The Care Transition Coordinator plays a pivotal role in facilitating seamless transitions for patients from healthcare facilities to home health or hospice care. This position is responsible for evaluating patient eligibility, coordinating care plans, and ensuring all services are arranged in alignment with agency protocols and patient needs.
Requirements
- Achieve monthly personal production goals and Medicare-certified admission targets for assigned locations.
- Implement weekly, monthly, and quarterly strategies to increase market share within assigned facilities.
- Evaluate patients and physician orders for home care eligibility in accordance with Right of Choice guidelines.
- Conduct face-to-face patient transitions to provide agency education and identify the primary care physician responsible for the plan of care.
- Present identified patient needs to the Executive Director to obtain branch approval and acceptance.
- Coordinate transfer orders and ancillary services (e.g., DME, infusion).
- Ensure all patient needs identified by the referral source are documented and addressed by the agency upon acceptance.

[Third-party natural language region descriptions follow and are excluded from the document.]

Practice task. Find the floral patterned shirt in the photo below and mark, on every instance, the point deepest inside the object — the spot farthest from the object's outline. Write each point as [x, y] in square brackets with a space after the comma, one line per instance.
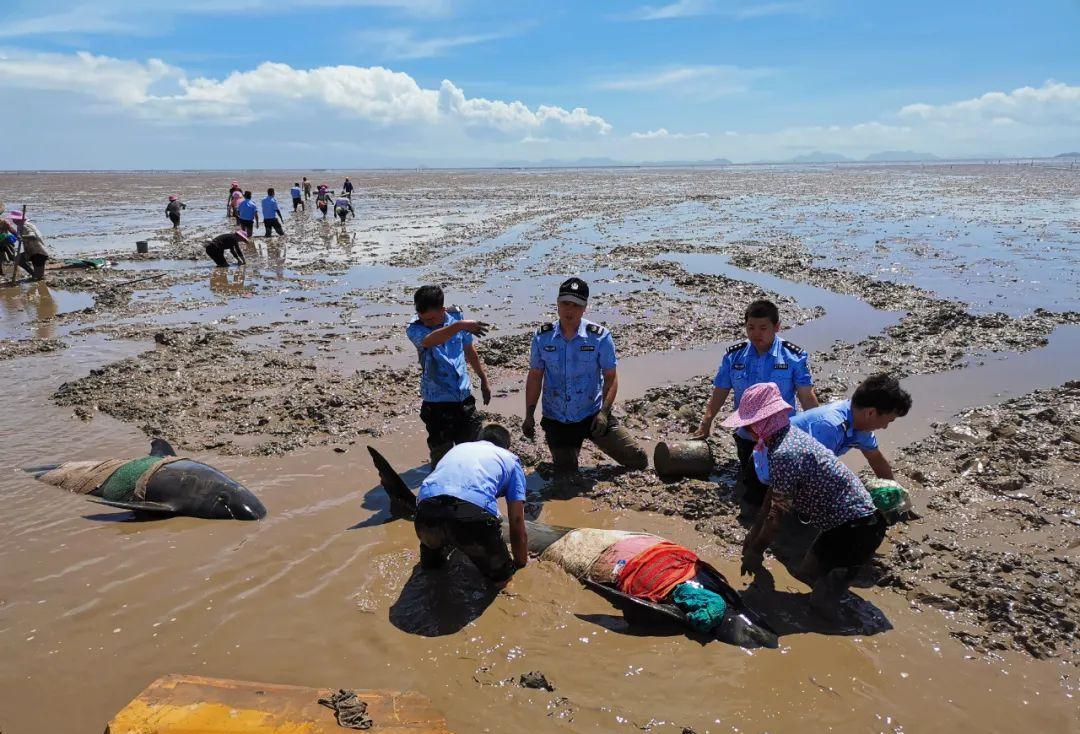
[812, 483]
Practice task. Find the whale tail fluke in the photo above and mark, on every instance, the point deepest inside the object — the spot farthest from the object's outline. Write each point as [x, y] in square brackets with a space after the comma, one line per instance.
[402, 499]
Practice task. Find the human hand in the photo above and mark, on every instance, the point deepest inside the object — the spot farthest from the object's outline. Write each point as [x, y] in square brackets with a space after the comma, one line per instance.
[751, 563]
[478, 328]
[601, 423]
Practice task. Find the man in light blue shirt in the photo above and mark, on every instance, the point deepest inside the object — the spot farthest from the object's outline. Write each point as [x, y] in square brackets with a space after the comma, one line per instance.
[457, 507]
[572, 365]
[844, 424]
[247, 215]
[761, 357]
[297, 198]
[271, 215]
[444, 344]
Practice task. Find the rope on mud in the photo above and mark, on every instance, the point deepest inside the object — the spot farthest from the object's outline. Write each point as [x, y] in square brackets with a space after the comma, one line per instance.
[351, 712]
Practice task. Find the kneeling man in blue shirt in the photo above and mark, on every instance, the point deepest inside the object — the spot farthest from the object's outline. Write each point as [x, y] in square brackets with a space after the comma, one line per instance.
[844, 424]
[457, 507]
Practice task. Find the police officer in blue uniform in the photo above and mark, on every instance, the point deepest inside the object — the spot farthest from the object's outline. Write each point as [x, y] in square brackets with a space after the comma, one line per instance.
[845, 424]
[444, 343]
[572, 365]
[761, 357]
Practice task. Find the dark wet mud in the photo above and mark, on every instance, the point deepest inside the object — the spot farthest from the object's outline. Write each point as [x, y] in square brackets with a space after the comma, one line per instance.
[281, 371]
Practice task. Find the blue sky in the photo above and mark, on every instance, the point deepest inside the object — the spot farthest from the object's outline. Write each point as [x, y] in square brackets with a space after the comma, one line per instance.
[119, 83]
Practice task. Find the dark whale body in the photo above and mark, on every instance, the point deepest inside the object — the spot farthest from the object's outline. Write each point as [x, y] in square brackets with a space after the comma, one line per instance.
[185, 487]
[741, 625]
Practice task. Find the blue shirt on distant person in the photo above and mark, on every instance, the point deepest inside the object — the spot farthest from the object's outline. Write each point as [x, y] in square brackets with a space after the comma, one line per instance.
[270, 209]
[246, 209]
[478, 473]
[835, 427]
[445, 378]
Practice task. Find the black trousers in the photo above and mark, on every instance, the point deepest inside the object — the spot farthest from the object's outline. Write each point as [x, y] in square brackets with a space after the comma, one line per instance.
[445, 522]
[851, 544]
[755, 490]
[271, 226]
[448, 424]
[217, 255]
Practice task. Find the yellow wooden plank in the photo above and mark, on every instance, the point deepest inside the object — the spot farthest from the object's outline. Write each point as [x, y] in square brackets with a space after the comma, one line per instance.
[177, 704]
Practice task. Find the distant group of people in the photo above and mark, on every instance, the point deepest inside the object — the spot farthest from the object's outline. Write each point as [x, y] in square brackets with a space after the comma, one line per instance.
[22, 244]
[242, 208]
[788, 460]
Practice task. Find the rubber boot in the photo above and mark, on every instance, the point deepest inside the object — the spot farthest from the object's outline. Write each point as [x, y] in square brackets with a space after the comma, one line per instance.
[619, 444]
[565, 460]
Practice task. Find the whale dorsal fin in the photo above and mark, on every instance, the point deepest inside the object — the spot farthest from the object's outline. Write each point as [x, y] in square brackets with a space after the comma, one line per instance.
[402, 499]
[159, 507]
[160, 447]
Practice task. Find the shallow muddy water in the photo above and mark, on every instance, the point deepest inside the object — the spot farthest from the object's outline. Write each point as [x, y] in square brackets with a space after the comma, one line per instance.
[324, 592]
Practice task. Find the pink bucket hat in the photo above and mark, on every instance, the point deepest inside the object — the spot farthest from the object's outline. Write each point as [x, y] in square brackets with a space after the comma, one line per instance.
[759, 402]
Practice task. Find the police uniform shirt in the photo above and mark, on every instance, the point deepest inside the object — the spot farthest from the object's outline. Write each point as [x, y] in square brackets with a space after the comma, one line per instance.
[572, 370]
[445, 378]
[784, 364]
[834, 425]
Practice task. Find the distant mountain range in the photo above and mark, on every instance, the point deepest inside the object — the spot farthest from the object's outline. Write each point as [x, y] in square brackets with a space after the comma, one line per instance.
[605, 162]
[883, 157]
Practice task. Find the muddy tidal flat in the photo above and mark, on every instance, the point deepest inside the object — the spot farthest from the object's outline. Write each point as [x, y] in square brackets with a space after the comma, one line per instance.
[962, 280]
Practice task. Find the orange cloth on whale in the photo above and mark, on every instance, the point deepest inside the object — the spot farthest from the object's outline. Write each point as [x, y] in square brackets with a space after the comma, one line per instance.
[652, 573]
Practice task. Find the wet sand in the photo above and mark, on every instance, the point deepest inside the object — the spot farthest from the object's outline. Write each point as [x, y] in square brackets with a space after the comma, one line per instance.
[280, 374]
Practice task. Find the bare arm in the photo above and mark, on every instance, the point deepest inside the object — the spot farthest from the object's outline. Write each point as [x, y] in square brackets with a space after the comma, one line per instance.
[880, 465]
[808, 398]
[713, 407]
[610, 389]
[518, 537]
[443, 335]
[477, 366]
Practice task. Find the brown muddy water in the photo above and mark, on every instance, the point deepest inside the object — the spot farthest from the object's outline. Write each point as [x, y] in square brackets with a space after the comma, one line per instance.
[324, 590]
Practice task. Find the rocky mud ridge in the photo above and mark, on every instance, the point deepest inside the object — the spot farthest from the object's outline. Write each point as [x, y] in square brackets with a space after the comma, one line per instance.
[935, 334]
[997, 546]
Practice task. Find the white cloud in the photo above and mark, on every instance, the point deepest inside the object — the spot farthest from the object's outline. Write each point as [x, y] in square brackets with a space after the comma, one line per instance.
[680, 9]
[373, 94]
[1051, 104]
[402, 43]
[662, 134]
[702, 82]
[738, 11]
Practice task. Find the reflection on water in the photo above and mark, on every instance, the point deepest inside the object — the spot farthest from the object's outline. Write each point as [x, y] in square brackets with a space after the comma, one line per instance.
[27, 309]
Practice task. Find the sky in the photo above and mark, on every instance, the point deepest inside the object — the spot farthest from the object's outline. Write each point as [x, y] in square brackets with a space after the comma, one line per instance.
[376, 83]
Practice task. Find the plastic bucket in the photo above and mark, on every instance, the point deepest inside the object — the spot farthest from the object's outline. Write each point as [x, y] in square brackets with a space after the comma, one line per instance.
[683, 459]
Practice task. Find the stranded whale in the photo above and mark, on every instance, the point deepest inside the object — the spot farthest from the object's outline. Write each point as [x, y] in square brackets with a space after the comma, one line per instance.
[160, 484]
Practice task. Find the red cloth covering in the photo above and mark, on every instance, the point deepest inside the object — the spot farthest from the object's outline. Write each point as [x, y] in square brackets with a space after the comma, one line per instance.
[652, 573]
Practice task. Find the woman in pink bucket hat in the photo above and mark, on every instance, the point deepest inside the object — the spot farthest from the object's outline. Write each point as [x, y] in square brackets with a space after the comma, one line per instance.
[807, 479]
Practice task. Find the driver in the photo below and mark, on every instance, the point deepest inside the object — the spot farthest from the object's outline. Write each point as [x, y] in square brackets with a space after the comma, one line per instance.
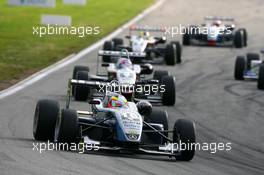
[124, 63]
[116, 100]
[217, 23]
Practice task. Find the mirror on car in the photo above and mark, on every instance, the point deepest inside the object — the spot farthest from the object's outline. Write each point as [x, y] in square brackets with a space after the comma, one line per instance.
[146, 69]
[105, 65]
[94, 102]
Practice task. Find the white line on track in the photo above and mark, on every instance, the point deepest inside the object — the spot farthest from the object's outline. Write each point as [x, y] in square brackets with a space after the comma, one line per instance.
[73, 58]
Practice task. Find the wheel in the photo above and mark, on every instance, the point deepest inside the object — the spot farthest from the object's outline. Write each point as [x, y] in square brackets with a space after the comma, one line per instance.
[251, 57]
[186, 38]
[169, 96]
[178, 51]
[261, 77]
[244, 31]
[158, 74]
[45, 117]
[74, 74]
[117, 42]
[67, 127]
[81, 93]
[170, 54]
[108, 45]
[240, 66]
[184, 132]
[158, 117]
[238, 39]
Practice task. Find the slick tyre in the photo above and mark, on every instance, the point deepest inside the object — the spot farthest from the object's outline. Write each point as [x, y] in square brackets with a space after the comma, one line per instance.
[158, 117]
[67, 127]
[45, 118]
[81, 93]
[184, 132]
[74, 74]
[170, 54]
[109, 46]
[169, 95]
[261, 77]
[240, 66]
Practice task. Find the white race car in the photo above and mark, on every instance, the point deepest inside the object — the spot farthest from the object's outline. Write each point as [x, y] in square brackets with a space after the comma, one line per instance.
[216, 31]
[115, 125]
[155, 47]
[129, 78]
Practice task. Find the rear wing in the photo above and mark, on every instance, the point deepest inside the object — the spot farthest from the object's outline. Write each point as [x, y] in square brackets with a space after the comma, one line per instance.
[146, 29]
[121, 53]
[222, 18]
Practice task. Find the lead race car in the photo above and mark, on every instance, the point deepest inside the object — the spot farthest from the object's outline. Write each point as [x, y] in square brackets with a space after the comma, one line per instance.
[216, 31]
[155, 47]
[250, 67]
[129, 79]
[114, 124]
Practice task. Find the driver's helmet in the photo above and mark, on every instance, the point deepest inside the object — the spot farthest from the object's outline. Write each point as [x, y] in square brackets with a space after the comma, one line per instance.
[124, 63]
[217, 23]
[145, 34]
[116, 100]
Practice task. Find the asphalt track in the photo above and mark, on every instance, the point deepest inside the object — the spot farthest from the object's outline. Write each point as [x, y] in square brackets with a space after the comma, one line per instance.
[224, 110]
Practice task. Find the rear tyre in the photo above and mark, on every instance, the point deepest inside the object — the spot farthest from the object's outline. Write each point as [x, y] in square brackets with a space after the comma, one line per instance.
[158, 74]
[251, 57]
[169, 96]
[158, 117]
[74, 74]
[245, 36]
[117, 42]
[109, 46]
[67, 127]
[240, 66]
[261, 77]
[170, 54]
[81, 93]
[184, 131]
[46, 114]
[238, 39]
[178, 51]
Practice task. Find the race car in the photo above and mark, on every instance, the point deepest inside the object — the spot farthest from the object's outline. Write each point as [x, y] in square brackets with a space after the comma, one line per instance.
[216, 31]
[116, 125]
[156, 49]
[250, 67]
[129, 79]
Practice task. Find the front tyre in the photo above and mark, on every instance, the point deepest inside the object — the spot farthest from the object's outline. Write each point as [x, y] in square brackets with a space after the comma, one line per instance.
[109, 46]
[81, 93]
[240, 66]
[67, 127]
[169, 95]
[261, 77]
[170, 54]
[178, 51]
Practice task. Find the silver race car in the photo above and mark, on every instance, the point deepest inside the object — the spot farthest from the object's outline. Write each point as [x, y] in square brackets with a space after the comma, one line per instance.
[155, 47]
[116, 125]
[216, 31]
[130, 80]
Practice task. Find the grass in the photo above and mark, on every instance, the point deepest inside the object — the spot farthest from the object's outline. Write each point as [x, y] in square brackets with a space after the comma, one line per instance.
[22, 53]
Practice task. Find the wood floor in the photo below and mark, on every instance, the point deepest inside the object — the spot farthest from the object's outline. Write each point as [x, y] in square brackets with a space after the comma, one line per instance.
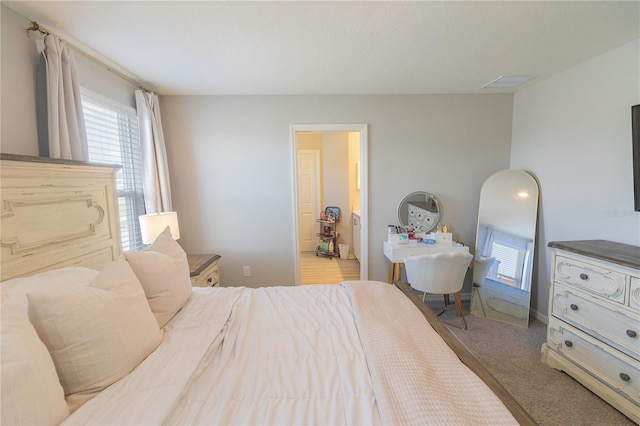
[323, 270]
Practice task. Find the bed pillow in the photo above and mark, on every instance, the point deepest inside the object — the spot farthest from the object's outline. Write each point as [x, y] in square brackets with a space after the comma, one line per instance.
[72, 276]
[95, 334]
[163, 271]
[31, 391]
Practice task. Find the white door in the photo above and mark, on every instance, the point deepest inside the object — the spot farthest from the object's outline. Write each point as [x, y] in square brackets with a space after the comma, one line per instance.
[307, 199]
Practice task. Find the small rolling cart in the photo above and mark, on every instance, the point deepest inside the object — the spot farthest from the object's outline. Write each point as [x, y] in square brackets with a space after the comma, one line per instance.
[328, 235]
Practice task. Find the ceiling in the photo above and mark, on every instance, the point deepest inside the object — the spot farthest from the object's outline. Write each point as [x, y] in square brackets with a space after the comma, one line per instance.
[333, 48]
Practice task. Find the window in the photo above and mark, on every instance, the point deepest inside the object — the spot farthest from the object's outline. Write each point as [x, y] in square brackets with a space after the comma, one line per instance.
[511, 261]
[113, 138]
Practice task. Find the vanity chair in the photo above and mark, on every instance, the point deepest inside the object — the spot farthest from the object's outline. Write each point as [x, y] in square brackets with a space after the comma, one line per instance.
[439, 273]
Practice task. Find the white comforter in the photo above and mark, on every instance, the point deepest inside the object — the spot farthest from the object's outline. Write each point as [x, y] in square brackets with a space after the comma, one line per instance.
[358, 353]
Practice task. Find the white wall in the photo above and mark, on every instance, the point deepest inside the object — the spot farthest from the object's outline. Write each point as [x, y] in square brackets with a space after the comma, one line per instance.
[573, 133]
[230, 159]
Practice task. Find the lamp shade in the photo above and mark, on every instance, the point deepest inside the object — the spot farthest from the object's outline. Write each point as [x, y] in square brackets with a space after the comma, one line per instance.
[151, 225]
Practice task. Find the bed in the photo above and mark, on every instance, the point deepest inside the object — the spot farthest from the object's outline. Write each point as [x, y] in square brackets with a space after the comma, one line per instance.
[177, 355]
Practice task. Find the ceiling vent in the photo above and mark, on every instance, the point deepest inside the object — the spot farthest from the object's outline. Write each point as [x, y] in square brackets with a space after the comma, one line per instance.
[508, 81]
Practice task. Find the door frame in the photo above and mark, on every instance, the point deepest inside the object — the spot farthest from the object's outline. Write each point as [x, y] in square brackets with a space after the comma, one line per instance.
[316, 154]
[364, 189]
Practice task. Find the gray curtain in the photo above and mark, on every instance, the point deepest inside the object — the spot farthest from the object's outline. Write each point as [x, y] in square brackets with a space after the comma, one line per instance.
[156, 186]
[61, 127]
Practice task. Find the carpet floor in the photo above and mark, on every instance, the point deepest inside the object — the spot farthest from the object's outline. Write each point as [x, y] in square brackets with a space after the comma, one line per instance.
[512, 355]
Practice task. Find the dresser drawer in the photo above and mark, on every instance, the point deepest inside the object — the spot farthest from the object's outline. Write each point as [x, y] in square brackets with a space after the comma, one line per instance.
[618, 371]
[634, 294]
[592, 278]
[204, 270]
[618, 326]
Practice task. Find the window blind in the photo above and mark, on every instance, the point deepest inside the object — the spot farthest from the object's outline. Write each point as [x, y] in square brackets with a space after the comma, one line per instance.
[510, 261]
[113, 137]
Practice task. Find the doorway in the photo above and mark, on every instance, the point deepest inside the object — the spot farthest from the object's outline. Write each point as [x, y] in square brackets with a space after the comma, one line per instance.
[319, 183]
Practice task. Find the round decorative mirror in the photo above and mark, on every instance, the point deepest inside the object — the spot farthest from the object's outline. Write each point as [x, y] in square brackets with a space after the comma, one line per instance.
[420, 211]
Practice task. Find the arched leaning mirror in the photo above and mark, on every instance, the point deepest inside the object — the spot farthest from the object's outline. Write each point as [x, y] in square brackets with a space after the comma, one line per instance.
[505, 241]
[420, 211]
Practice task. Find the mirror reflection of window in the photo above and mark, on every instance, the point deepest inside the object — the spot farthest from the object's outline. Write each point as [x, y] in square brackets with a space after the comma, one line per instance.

- Collaborate with the Executive Director and Clinical Director to promote growth by aligning team efforts with the needs and expectations of referral sources and patients.
- Perform sales administration duties including BOA expense entry, adherence to BOA policies and procedures, payroll timesheet submission, participation in weekly 3LS meetings, submission of PTO requests, and attendance at required sales calls and company-provided in-services.
- Educate patients on the importance of post-discharge physician appointments, obtaining necessary prescriptions prior to discharge, and understanding medication regimens, pharmacy use, and delivery methods.
- Act as liaison between the agency and healthcare providers for newly referred patients and existing patients transferred to hospitals from home health services.
- Notify discharge planning of active patients transferred from home health to a facility.
- Provide follow-up feedback to the case management team on readmission status and non-admitdecisions based on agency-provided information.
- Maintain patient confidentiality in accordance with applicable laws and agency policies.
- Demonstrate knowledge of agency services, competitive advantages, specialty programs, and Medicare guidelines.
- Educate medical professionals using appropriate tools and literature.